Occasionally a bounty would happen, such as a new league in the case of the American League and later the Federal League. Both offered players the opportunity to move elsewhere for a bit more financial security. There was even the foreign option when a new “Mexican League” was started by Jorge Pasqual in the 1940’s and successfully enticed a few name players to go south.
Labor unrest in the form of strikes or lockouts or work stoppage – choose one or more – became the option best utilized by both sides in the last 40 or so years. Negotiations that dramatically improved working conditions, salaries, benefits and the potential for player movement. Owners saw franchise value increase to staggering proportions. Now we have another scuffle.
The owners are not the one percent often mentioned in political demagoguery – they are the one percent of the one percent. The ultra rich you will not see at Wal-Mart or Little Peach getting a morning cup of joe.
Then you have the players with a pension available after 43 days of service time. How much? A minimum of $34,000 a year last I checked. A health care program that even Congress would be envious for. And that minimum salary?
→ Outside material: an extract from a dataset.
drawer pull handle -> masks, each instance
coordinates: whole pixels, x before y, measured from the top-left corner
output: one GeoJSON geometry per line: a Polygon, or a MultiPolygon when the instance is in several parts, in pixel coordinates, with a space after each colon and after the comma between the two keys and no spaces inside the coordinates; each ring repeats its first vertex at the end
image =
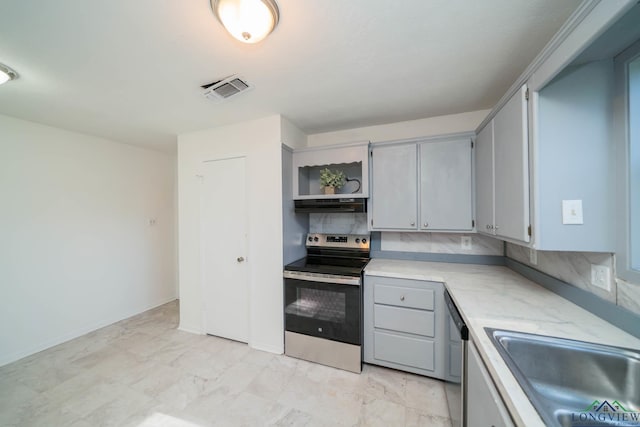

The current is $507,000 per year.
Unions owe a responsibility to their members. I have been in a union and I have been on strike so I understand the song and dance associated with the process, but with the warring parties in this instance I have nada sympathy. If they wish to have a self-inflicted wound, then do it since a good portion of fans will find other options.
Baseball – the major league version – is reaching a tipping point where a family’s discretionary spending will soon limit attendance – especially in the most pricey places such as Boston. I hear, read and see about this now. A neighbor who takes his family to Pawtucket where a box seat is $12. Or others who go to one game rather than two or three. Sometimes it takes years for the filtering of selection to take place.
From my view, I expect a quick resolution to the unsavory negotiations between millionaires and billionaires since there is far too much to squander over issues that resemble a fight over a new Lamborghini. If not – you will see Joe and Jane Average Fan walk away and possibly never come back.